Template method: fit()

The fit() method is a template method that orchestrates the full training loop. Subclasses never override it -- they only provide _setup_impl() and param_groups().

sequenceDiagram
    participant User
    participant Strategy as FinetuneStrategy
    participant Model as MolfunStructureModel
    participant Optimizer as AdamW
    participant Scheduler
    participant Scaler as AMP GradScaler
    participant EMA
    participant Tracker as BaseTracker

    User->>Strategy: fit(model, train_loader, val_loader, epochs)

    Strategy->>Strategy: setup(model) → _setup_impl()
    Note over Strategy: Freeze/unfreeze/inject (subclass logic)

    Strategy->>Strategy: param_groups(model)
    Strategy->>Optimizer: create AdamW(groups)
    Strategy->>Scheduler: build_scheduler(warmup + cosine/linear/constant)
    Strategy->>Scaler: GradScaler(enabled=amp)
    Strategy->>EMA: EMA(params, decay) if ema_decay > 0

    opt Resume from checkpoint
        Strategy->>Strategy: _load_training_state(path)
    end

    loop Each epoch
        Strategy->>Model: adapter.train()

        loop Each batch
            Strategy->>Model: forward(batch)
            Model-->>Strategy: result (preds)
            Strategy->>Strategy: _compute_loss(model, preds, targets, batch)
            Strategy->>Scaler: scale(loss).backward()

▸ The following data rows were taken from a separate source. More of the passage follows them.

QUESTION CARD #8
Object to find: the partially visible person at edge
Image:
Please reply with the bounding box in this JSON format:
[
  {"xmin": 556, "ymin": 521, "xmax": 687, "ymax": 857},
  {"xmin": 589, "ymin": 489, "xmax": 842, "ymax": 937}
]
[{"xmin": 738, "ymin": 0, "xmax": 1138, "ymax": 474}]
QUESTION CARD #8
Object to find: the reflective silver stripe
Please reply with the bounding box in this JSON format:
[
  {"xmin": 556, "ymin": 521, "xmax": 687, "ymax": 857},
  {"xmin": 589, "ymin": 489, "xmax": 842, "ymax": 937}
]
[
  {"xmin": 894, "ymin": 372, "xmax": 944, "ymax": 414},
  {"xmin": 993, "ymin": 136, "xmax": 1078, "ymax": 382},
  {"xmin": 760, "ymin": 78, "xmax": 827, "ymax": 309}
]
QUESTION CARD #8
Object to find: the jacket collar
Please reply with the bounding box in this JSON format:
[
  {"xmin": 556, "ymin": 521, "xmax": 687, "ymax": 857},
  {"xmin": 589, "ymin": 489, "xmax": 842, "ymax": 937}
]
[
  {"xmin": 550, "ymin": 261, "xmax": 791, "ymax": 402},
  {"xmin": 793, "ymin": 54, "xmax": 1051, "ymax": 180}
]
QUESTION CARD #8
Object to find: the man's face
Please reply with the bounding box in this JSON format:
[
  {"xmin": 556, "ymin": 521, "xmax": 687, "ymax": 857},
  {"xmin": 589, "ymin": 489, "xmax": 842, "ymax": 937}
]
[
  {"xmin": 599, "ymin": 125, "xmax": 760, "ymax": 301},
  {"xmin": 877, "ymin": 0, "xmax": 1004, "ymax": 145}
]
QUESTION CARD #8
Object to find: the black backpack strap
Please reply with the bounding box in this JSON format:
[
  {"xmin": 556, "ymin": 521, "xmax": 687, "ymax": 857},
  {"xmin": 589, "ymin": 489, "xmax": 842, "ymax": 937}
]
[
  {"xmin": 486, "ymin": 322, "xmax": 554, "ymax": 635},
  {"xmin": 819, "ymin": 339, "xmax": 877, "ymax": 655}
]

            alt Accumulation step reached
                Strategy->>Scaler: unscale_(optimizer)
                Strategy->>Strategy: clip_grad_norm_(params, grad_clip)
                Strategy->>Scaler: step(optimizer)
                Strategy->>Scheduler: step()
                Strategy->>EMA: update()
            end
        end

        opt Validation loader provided
            Strategy->>EMA: apply() (swap in EMA weights)
            Strategy->>Model: adapter.eval()
            Strategy->>Strategy: _val_epoch(model, val_loader)
            Strategy->>EMA: restore() (swap back)

            alt val_loss < best_val
                Strategy->>Strategy: _save_training_state("best")
            else patience exceeded
                Note over Strategy: Early stopping break
            end
        end

        opt Periodic checkpoint
            Strategy->>Strategy: _save_training_state("epoch_N")
        end

        Strategy->>Tracker: log_metrics(epoch, train_loss, val_loss, lr)
    end

    Strategy->>Strategy: _save_training_state("last")
    Strategy-->>User: history: list[dict]

Strategy comparison

Strategy Trainable params Use case Data needed Risk
HeadOnlyFinetune Head only Quick baseline, small datasets < 1k samples Low
LoRAFinetune LoRA adapters + head Efficient adaptation, limited compute 1k--10k samples Low--Medium
PartialFinetune Last N blocks + structure module + head Moderate adaptation 1k--10k samples Medium
FullFinetune All parameters (layer-wise LR decay) Maximum expressiveness > 10k samples High

HeadOnlyFinetune

Freezes the entire trunk. Only the task head is trained.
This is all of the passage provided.